About This Project
Soybean is the most important oilseed crop in the world with a production in 2001/02 of about 184.3 million tons of beans over 79.4 million ha. Soybean seeds contain a high nutritional value, rich in proteins and oils, that serve as a major source of food for humans, and recently, as a promising resource for biofuel. Soybean seed development is triggered by a double-fertilization process that leads to the differentiation of the embryo, endosperm, and seed coat that are the major regions of the seed and essential for seed viability and plant reproduction. Many different developmental and physiological events occur within each soybean seed region during development that are programmed, in part, by the activity of different genes. Seed development, therefore, is the result of a mosaic of different gene expression programs occurring in parallel in different seed compartments. What these programs are and how they are organized into unique regulatory circuits within the plant genome to “make a seed” remain major unanswered questions.
The long-term objective of this project is to identify the regulatory networks required for the development of soybean seeds and the seeds of flowering plants. Our research goals are to:
- Identify the spectrum of genes that are active in different seed compartments (embryo, endosperm, seed coat), regions (embryo proper, suspensor), and tissue types (epidermis, inner integument, outer integument, endothelium, hilum) at major developmental stages (globular, heart, cotyledon, and early maturation).
- Characterize the spectrum of genes that are active in embryo regions (embryo proper, suspensor, cotyledon, axis) and tissues (epidermis, parenchyma, root and shoot meristems, vascular bundle) at different developmental stages.
- Describe the cellular processes that occur in different seed compartments, regions, and tissues using bioinformatic approaches.
- Determine the distribution of transcription factor mRNAs within a seed at different developmental periods, and identify transcription factor mRNAs that are unique for specific compartments, regions, and tissues.
- Estimate the number of genes required to program all of seed development (i.e., the number of genes required to “make a seed”).
- Down regulate compartment-, region-, and tissue-specific transcription factors to determine their roles in seed development.
To date, we have:
- Using LCM and GeneChip technologies, finished profiling mRNAs from every soybean and Arabidopsis seed compartment, region, and tissue throughout development - providing the first comprehensive global atlas of gene activity during all of seed development.
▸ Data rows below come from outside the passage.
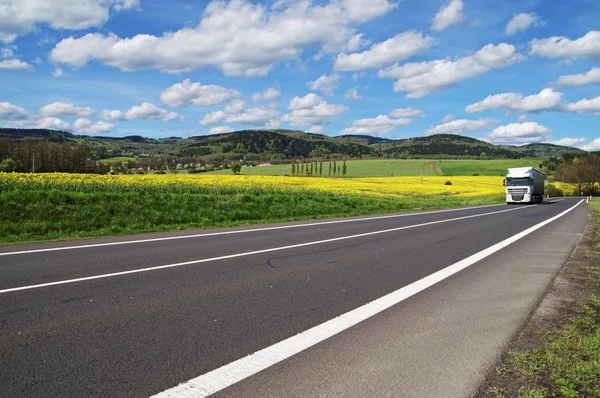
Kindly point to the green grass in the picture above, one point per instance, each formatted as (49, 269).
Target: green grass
(51, 214)
(484, 167)
(405, 167)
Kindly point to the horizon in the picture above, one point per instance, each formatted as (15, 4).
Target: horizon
(510, 74)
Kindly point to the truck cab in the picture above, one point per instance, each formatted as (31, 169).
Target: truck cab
(524, 185)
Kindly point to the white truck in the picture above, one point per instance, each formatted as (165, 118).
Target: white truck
(524, 185)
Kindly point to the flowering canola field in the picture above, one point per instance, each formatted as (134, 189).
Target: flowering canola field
(462, 187)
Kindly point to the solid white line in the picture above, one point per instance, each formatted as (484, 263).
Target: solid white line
(238, 231)
(225, 376)
(205, 260)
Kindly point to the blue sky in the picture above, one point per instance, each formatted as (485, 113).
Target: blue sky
(517, 72)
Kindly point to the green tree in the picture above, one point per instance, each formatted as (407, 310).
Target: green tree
(236, 168)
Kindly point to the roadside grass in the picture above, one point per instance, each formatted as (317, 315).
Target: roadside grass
(403, 167)
(566, 360)
(29, 215)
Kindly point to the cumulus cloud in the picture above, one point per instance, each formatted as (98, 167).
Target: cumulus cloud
(269, 94)
(587, 46)
(424, 78)
(399, 47)
(546, 100)
(187, 93)
(447, 118)
(376, 126)
(237, 113)
(581, 79)
(584, 106)
(592, 146)
(312, 110)
(64, 109)
(449, 14)
(239, 37)
(12, 113)
(325, 84)
(18, 17)
(460, 126)
(522, 21)
(407, 112)
(15, 64)
(353, 94)
(571, 142)
(519, 133)
(220, 130)
(83, 125)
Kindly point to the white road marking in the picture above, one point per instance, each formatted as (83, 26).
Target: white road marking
(238, 231)
(227, 375)
(205, 260)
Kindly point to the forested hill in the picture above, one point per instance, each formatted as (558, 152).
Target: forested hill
(266, 145)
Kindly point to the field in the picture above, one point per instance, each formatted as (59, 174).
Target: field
(59, 206)
(404, 167)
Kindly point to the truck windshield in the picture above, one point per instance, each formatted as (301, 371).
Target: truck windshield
(517, 182)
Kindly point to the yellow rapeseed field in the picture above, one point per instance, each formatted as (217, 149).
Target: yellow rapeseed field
(462, 187)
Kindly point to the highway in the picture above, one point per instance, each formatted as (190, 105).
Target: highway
(411, 304)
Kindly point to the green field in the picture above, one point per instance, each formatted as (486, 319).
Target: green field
(405, 167)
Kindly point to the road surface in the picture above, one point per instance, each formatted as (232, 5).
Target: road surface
(426, 306)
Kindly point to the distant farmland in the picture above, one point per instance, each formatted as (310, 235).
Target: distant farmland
(405, 167)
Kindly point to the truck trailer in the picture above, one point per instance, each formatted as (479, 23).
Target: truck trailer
(524, 185)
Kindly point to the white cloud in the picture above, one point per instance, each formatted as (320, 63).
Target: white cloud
(399, 47)
(523, 21)
(353, 94)
(112, 115)
(592, 146)
(546, 100)
(64, 109)
(235, 112)
(15, 64)
(239, 37)
(87, 126)
(220, 130)
(460, 126)
(587, 46)
(519, 133)
(269, 94)
(449, 14)
(584, 106)
(312, 110)
(50, 123)
(58, 72)
(325, 84)
(590, 77)
(424, 78)
(572, 142)
(449, 117)
(377, 126)
(18, 17)
(12, 113)
(407, 112)
(147, 111)
(187, 93)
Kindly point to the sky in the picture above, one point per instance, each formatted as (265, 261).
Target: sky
(511, 72)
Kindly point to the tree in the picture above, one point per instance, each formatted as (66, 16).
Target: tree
(236, 168)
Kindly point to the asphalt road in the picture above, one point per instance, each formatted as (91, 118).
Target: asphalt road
(135, 319)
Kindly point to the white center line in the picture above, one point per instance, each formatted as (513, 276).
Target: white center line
(205, 260)
(227, 375)
(243, 231)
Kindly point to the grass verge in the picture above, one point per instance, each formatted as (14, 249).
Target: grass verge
(558, 354)
(37, 215)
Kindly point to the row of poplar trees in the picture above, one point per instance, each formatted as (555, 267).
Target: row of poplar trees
(315, 168)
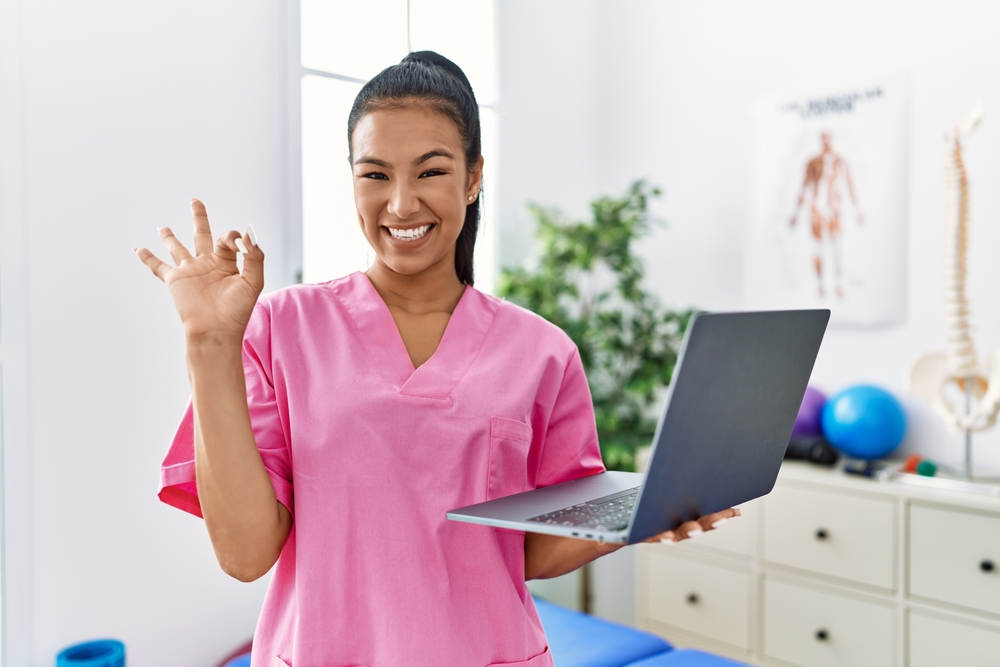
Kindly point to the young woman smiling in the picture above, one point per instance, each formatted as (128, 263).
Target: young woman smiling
(331, 426)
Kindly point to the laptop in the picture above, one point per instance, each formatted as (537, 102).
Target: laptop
(736, 390)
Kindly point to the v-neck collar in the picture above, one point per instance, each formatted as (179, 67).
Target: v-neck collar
(435, 378)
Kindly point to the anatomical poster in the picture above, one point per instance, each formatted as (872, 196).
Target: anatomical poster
(830, 204)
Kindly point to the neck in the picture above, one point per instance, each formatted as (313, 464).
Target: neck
(436, 288)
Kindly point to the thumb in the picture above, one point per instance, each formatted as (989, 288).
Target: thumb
(253, 261)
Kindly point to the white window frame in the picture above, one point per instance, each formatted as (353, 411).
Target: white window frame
(16, 572)
(292, 258)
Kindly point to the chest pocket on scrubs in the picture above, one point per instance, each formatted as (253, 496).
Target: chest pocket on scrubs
(510, 441)
(278, 662)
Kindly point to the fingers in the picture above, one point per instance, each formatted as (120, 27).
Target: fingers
(253, 260)
(711, 521)
(157, 266)
(177, 250)
(202, 230)
(690, 529)
(233, 242)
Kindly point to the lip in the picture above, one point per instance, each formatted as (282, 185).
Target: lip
(408, 245)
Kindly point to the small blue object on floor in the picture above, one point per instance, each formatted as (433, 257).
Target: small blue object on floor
(240, 661)
(686, 657)
(98, 653)
(580, 640)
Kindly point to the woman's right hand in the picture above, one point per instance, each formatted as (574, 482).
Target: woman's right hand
(212, 297)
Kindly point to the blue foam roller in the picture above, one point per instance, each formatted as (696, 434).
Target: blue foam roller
(580, 640)
(686, 657)
(239, 661)
(97, 653)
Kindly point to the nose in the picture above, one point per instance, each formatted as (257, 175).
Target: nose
(403, 201)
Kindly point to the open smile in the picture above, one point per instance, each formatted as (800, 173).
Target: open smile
(409, 234)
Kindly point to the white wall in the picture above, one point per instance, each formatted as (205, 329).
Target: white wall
(549, 113)
(129, 109)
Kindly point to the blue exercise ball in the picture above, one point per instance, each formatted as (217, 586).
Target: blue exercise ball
(864, 422)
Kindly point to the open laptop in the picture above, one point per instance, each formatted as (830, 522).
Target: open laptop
(736, 391)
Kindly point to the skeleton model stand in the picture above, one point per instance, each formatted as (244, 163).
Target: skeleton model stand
(963, 391)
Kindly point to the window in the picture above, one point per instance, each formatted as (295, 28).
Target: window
(343, 45)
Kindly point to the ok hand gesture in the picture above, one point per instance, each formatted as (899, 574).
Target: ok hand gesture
(212, 297)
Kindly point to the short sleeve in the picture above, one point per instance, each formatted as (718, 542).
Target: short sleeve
(570, 449)
(177, 472)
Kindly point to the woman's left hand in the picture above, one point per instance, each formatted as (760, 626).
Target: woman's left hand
(690, 529)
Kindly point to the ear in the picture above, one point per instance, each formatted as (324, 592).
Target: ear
(475, 179)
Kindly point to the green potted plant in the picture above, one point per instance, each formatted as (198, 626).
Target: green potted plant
(586, 279)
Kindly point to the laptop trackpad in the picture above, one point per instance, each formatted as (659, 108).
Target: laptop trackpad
(523, 506)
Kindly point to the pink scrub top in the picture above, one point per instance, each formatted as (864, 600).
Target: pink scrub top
(368, 454)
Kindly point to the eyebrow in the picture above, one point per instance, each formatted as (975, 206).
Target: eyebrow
(438, 152)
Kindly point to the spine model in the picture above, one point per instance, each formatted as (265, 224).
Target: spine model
(961, 389)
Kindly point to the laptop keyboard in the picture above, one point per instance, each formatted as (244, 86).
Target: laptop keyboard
(610, 513)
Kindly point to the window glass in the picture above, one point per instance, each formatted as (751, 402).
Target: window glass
(332, 242)
(356, 39)
(462, 31)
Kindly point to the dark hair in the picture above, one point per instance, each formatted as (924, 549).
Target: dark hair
(429, 78)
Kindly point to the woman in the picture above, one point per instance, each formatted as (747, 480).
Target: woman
(369, 406)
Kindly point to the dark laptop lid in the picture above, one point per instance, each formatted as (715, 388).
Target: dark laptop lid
(733, 401)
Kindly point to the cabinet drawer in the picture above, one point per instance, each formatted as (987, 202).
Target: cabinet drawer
(851, 537)
(735, 537)
(699, 598)
(815, 629)
(935, 642)
(954, 557)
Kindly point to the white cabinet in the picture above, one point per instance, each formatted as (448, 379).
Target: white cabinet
(935, 641)
(709, 601)
(805, 626)
(955, 557)
(832, 569)
(849, 537)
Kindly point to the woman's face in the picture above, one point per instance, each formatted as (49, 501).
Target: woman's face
(411, 187)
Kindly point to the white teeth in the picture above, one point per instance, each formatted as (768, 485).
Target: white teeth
(409, 234)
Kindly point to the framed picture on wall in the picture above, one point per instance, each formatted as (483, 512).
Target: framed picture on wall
(830, 203)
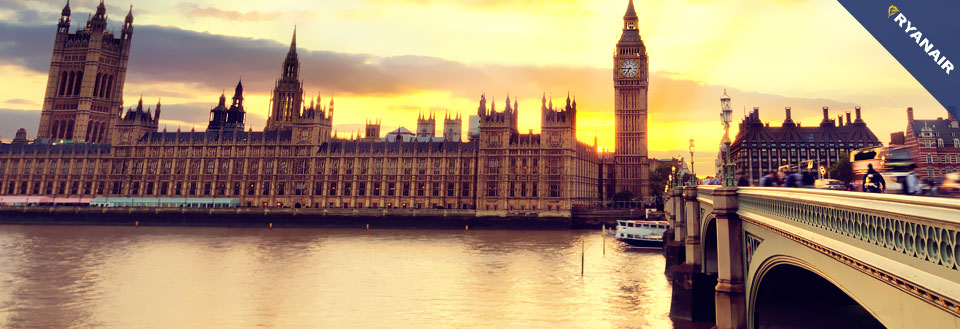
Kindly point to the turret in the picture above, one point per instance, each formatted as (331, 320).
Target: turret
(156, 117)
(64, 25)
(452, 128)
(482, 110)
(127, 31)
(99, 20)
(238, 95)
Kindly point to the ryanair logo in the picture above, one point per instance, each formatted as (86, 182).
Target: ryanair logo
(925, 44)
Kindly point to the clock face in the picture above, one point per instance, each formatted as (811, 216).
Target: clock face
(629, 68)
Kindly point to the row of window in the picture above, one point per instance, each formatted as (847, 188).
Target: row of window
(237, 166)
(858, 144)
(942, 158)
(929, 143)
(238, 189)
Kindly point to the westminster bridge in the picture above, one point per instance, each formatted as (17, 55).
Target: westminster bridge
(754, 257)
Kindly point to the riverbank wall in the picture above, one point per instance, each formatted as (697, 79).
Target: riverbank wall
(307, 217)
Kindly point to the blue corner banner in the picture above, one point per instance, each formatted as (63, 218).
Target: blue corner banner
(922, 36)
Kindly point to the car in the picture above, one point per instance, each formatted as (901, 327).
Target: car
(829, 184)
(951, 184)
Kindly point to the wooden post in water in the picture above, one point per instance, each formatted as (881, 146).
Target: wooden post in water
(603, 237)
(581, 255)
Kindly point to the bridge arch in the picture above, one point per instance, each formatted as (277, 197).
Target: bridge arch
(708, 240)
(787, 291)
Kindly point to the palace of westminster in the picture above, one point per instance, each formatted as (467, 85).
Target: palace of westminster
(87, 146)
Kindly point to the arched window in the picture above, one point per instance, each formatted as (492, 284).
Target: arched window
(96, 86)
(63, 83)
(103, 86)
(103, 132)
(55, 129)
(109, 87)
(69, 86)
(69, 129)
(76, 88)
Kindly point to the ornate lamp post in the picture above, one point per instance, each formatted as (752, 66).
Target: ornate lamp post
(673, 176)
(729, 174)
(679, 179)
(693, 173)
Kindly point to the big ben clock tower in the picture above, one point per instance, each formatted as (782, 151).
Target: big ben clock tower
(630, 72)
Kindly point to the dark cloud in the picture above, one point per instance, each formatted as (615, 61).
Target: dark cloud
(194, 10)
(20, 101)
(214, 62)
(163, 54)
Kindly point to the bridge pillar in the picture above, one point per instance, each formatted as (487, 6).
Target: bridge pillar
(731, 308)
(673, 250)
(693, 291)
(692, 222)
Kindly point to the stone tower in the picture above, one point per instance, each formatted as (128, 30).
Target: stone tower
(84, 94)
(135, 123)
(452, 128)
(288, 93)
(223, 118)
(372, 130)
(558, 126)
(630, 81)
(426, 125)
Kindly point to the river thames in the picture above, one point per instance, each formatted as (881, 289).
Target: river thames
(189, 277)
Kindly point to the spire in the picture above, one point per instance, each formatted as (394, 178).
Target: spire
(238, 93)
(66, 10)
(129, 18)
(631, 14)
(156, 115)
(293, 43)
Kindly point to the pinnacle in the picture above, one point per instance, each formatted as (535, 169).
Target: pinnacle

- Completed 166 GeneChip experiments of 76 soybean and Arabidopsis seed compartments, and uploaded all RNA profiling datasets into GEO, as well as onto this interactive NSF-sponsored seed genes website that can be used by the plant research community (Figure 1).
- Provided the first comprehensive insights into gene activity in every part of a seed throughout seed development – providing a novel resource for understanding a spectrum of processes that are required to “make a seed”.
- Generated ~65 different transgenic soybean lines containing either seed promoter/GUS constructs to characterize promoter transcriptional specificity or promoter/RNAi constructs that target seed-compartment-specific transcription factor mRNAs. Click here to view the complete list of RNAi lines.
- Using high throughput sequencing technology, sequenced ~700 million reads (53.2 Gb) of mRNAs from soybean seeds of five soybean major developmental stages, three soybean seed regions captured by LCM, and soybean seed cotyledons from maturation through germination (Figure 1).
- At least 54,000 genes are active during soybean seed development (Figure 2).
- In both soybean and Arabidopsis, a similar number of mRNAs is required to “make a seed” at each development stage – from fertilization through maturation (Figure 3 and 4).
- Different seed compartments required approximately the same number of genes to carry out their specific roles in seed development (Figure 3 and 4).
- Most diverse seed mRNAs are shared by different seed compartments at all developmental stages (Figure 3 and 4).
- Each seed compartment has a small set of compartment-, region- and tissue-specific mRNAs, including those encoding transcription factors (Figure 3 and 4).
- The majority of shared mRNAs are regulated quantitatively.